Gli editori campani annoverano case antiche e validissime, che in passato hanno saputo scoprire autori di rilevanza mondiale. Pironti, Guida, Colonnese hanno fatto la storia della letteratura italiana, fino a (troppi) anni fa. Validissimi professionisti, e penso all’Ancora del Mediterraneo, hanno lottato e lottano controcorrente per far sentire la propria bella voce. Giovani case con progetti di immenso interesse, come Cento Autori, Rogiosi e Ad est dell’equatore, sanno spesso e volentieri attirare l’attenzione su di sé.

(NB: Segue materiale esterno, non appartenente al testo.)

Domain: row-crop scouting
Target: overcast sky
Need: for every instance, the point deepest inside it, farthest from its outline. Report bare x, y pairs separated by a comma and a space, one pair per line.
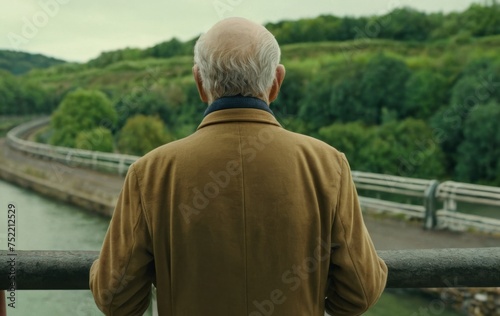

Eppure, nessun editore campano riesce a procurarsi e stanziare le risorse necessarie per portare un titolo ai livelli massimi nazionali, e gli scrittori della regione si trovano davanti a proposte dei grandi gruppi che non sono oggettivamente rifiutabili.

Si dirà: Roma, Milano, Torino con le sigle famose che dispongono di nome e milioni di euro saranno sempre avvantaggiate. D’accordo: ma come si spiegano Sellerio a Palerrno, Laterza a Bari, Il Maestrale a Cagliari, Rubbettino a Soveria Mannelli?

Camilleri, Carofiglio, Malvaldi accedono al primo posto per vendite con un editore siciliano che mantiene la propria indipendenza. Non è un modello replicabile anche alle nostre latitudini? Tra un testo, romanzo o saggio che sia, e il libro che ne deriverà c’è una grossa differenza. Una differenza fatta di progetti grafici e distributivi, di comunicazione sui quotidiani nazionali, di partecipazione a trasmissioni televisive e radiofoniche, di presenze ai festival e ai premi letterari importanti.

Cose che costano, d’accordo: ma alla base dell’imprenditoria c’è appunto l’impiego di risorse. Invece in Campania molti che si definiscono editori hanno come cliente pagante l’autore, e speculano sul sogno di pubblicazione invece di svolgere una sana attività di scouting. Il movimento della scrittura, e più in generale la cultura della regione, riceverebbero un immenso beneficio dalla presenza di una casa editrice che avesse una vera e costante rilevanza nazionale; è un vero peccato per un autore doversi augurare, come massima aspirazione, di essere notato da un editore del Nord per potersi proporre ai massimi livelli.